Help me

I need help, real serious help. I have contacted a therapist office and I’m waiting a response back but in the meantime- I don’t know what to do.

Maybe my husband or myself is driving me to have thoughts about suicide (what a scary word even written in text). I am 9 weeks and some change pregnant and it has taken a huge toll on both of us. This baby was very much planned but I didn’t expect it to rock my relationship and my mental health like it is. I think my depression and anxiety has been simmering, almost boiling over for some time now. I am still smoking because I don’t know how else to deal with my whirlwind of emotions, I need to be put back on medication. I correlated that when I stopped taking my medication, I started smoking, what a terrible replacement, I know. It all came to a complete head this morning when my husband saw I had smoked half a pack of cigarettes in just the afternoon prior. I feel terrible that I’m smoking, I hate it.
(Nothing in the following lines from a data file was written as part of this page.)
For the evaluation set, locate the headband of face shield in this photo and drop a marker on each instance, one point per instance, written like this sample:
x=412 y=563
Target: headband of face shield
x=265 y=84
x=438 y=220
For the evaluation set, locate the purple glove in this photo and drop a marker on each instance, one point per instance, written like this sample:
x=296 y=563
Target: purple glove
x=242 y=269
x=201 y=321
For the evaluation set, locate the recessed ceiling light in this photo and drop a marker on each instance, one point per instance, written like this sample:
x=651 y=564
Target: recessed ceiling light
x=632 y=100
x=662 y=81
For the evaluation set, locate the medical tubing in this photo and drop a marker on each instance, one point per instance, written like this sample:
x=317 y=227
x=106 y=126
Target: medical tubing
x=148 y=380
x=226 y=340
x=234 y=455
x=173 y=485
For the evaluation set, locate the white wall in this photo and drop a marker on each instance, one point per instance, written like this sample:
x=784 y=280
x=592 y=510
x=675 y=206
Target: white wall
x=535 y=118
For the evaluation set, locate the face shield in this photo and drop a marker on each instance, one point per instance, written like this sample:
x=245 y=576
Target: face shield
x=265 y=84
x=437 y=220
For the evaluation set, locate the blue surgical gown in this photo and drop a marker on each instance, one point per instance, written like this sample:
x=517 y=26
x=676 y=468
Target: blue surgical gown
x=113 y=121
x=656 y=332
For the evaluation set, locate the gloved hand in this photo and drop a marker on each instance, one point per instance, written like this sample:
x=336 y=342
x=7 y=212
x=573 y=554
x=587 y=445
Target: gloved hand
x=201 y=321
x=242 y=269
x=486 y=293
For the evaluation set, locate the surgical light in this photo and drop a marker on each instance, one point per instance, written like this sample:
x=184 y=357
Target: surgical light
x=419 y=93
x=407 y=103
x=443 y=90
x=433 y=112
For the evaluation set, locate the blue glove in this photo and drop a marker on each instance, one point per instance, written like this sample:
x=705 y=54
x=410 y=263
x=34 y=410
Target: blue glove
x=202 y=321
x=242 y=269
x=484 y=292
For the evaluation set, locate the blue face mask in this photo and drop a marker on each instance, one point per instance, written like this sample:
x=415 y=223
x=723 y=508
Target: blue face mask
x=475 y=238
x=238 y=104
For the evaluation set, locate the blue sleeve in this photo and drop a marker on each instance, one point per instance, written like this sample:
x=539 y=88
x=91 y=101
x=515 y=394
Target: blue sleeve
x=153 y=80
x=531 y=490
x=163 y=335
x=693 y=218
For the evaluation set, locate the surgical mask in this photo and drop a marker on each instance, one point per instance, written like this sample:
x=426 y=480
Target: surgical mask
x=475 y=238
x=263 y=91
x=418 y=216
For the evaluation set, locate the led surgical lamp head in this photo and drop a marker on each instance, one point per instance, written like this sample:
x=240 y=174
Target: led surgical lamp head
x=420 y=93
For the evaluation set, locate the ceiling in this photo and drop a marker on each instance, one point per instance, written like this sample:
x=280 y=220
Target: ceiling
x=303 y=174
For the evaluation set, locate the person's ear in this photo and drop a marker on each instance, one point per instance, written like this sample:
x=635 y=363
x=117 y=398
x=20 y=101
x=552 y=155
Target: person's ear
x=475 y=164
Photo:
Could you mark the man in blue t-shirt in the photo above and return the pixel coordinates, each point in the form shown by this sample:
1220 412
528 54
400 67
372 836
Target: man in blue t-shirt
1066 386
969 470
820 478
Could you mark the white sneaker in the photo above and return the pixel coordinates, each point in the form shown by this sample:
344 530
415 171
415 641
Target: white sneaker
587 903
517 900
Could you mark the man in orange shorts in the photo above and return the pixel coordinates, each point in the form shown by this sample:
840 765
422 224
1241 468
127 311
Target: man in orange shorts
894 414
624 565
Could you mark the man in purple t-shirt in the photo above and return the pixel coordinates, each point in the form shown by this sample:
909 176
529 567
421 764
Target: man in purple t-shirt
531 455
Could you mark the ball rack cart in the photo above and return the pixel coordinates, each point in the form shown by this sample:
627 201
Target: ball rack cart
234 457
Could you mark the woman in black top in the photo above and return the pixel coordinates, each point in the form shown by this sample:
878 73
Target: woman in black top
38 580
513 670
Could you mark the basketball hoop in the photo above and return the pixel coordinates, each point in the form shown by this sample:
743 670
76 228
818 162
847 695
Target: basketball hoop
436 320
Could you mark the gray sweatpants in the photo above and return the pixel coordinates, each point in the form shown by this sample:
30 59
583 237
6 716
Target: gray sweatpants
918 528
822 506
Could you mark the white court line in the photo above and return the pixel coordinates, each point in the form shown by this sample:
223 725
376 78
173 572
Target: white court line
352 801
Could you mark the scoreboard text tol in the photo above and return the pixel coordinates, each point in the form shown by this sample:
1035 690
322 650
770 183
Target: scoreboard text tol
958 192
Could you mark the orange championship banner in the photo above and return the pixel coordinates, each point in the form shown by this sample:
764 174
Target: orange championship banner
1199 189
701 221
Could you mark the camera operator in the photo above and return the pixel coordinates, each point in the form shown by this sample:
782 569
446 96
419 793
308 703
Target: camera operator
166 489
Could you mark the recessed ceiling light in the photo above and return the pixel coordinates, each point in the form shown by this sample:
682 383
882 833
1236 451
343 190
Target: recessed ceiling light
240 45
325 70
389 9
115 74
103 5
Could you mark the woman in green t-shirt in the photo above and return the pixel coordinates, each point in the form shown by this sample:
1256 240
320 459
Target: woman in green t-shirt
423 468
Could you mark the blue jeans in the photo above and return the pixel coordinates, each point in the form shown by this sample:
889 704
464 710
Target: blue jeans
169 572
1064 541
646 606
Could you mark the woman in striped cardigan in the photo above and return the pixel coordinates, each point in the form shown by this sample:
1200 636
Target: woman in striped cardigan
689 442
But I fear if I stop, I will take a dramatic down spiral. I had never heard him yell at me like he did this morning, I was actually scared. He told me I should be ashamed of myself, that “there’s a stigma that goes with moms who smoke” and “fine, go ahead and be one of THOSE moms”. This cut me deep, very deep. Partly because he has two kids with an ex girlfriend and I can’t help but think he’s comparing her and I’s pregnancies.

I’m aware I need to stop smoking, i know, i know. I just don’t know what else to do and I can’t ask him for help because he’s always buried 6 feet into his phone or his little hobby (I have no problem with him having a hobby, my problem is that it comes before me more times than not). I can’t suffer in silence anymore and I feel so alone.